What you need to know:

Politics. In Uganda’s politics, Museveni is the Tom that always needs a Jerry to thrive. There’s a lot of violence but actually very little bloodshed.

Museveni once said, “I’ll not kill the Opposition, the Opposition will kill itself by what they do and what they do not do.” This is not a new stance. Museveni has long defined his Movement paradoxically as an anti-organisation group. He launched a blitzkrieg against political parties, accusing them of being based on religious and ethnic sectarianism.
It took the valiant effort of the Opposition to compel Museveni to allow multiparty politics. However, while the legal regime changed, the actions of the regime to undermine the right to organise by political parties continued unabated.

We all know that the struggle against any dictatorship requires dynamic organisation. What Museveni does is to sabotage the ability to organise by the Opposition and thus individualise any power contestation. In that way he portrays his opponents as disgruntled individuals driven by selfish ambitions.
His State-funded propaganda machinery makes sure the messages of the Opposition are distorted or misrepresented. That is the frame in which Museveni dealt with the many dissenting voices, including those of Cecilia Ogwal, Michael Kaggwa and Kizza Besigye. These prominent Opposition voices entered a vortex controlled by Museveni.

He orchestrated running battles with each of these leaders as a way of enforcing in the minds of Ugandans the fact that violence or the gun is the major arbiter of power in our country. The ballot is secondary!
The endless running battles and cat and mouse games bring to mind the comical animated film of Tom and Jerry. In that cartoon series the main characters are a cat called Tom and a mouse called Jerry. The whole plot is for Tom to catch Jerry. They chase each other and engage in battles of wit as Tom tries to subdue Jerry and Jerry tries to evade Tom.
But Tom and Jerry are really two sides of the same coin. Two fingers of the same hand. Tom needs Jerry and Jerry needs Tom. They feed off each other. It is an endless charade where the limelight is dominated by these two characters. In one bizarre episode the duo collaborated to help an abandoned baby.

In Uganda’s politics, Museveni is the Tom that always needs a Jerry to thrive. There’s a lot of violence but actually very little bloodshed. None of the two contending parties pushes the other over the threshold.
Over the years there have been many Jerrys but one Tom. Sometimes Jerry imbibes some strange concoction that makes him swell in size. In that giant form he boldly confronts and terrorises Tom and beats him to pulp. When the effect of the concoction wears out, Tom seizes the higher ground again and Jerry has to run for his life. This mock fight trivialises things. Issues of consequence are swept under the carpet. The focus is on the drama of the cat and mouse chase.

There are actually forces that can deal decisively with this behemoth but the behemoth prefers to pump up and indeed schemes to ensure that such serious contenders stay on the periphery of the arena.
It works for a gullible populace that is obsessed with drama at the expense of problem solving.
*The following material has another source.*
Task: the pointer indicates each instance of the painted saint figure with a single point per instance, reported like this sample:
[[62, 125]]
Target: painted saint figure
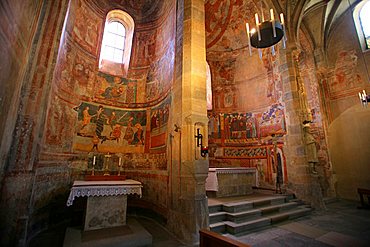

This is demonstrated by Parkinson’s law of triviality which states that “people tend to spend far more time and effort focussing on something trivial that they do understand than something complicated that they don’t”.
Trivialities offer far more scope for contribution and influence. That is why, according to psychologists, people do love trivial things. The Tom and Jerry politics of Uganda is really about drama and reducing debate to brief (but inaccurate) snippets and crowding out (using media noise) the real issues.

This does not just apply to Uganda. In America the issue of keeping out Mexicans by building a border wall is a vote-winner as opposed to confronting the looming disaster of global warming euphemistically referred to as ‘climate change’.
No wonder the US government is shut down as I write. Nothing captures this better than Sayre’s law which states that: “In any dispute, the intensity of feeling is inversely proportional to the value of the issues at stake.”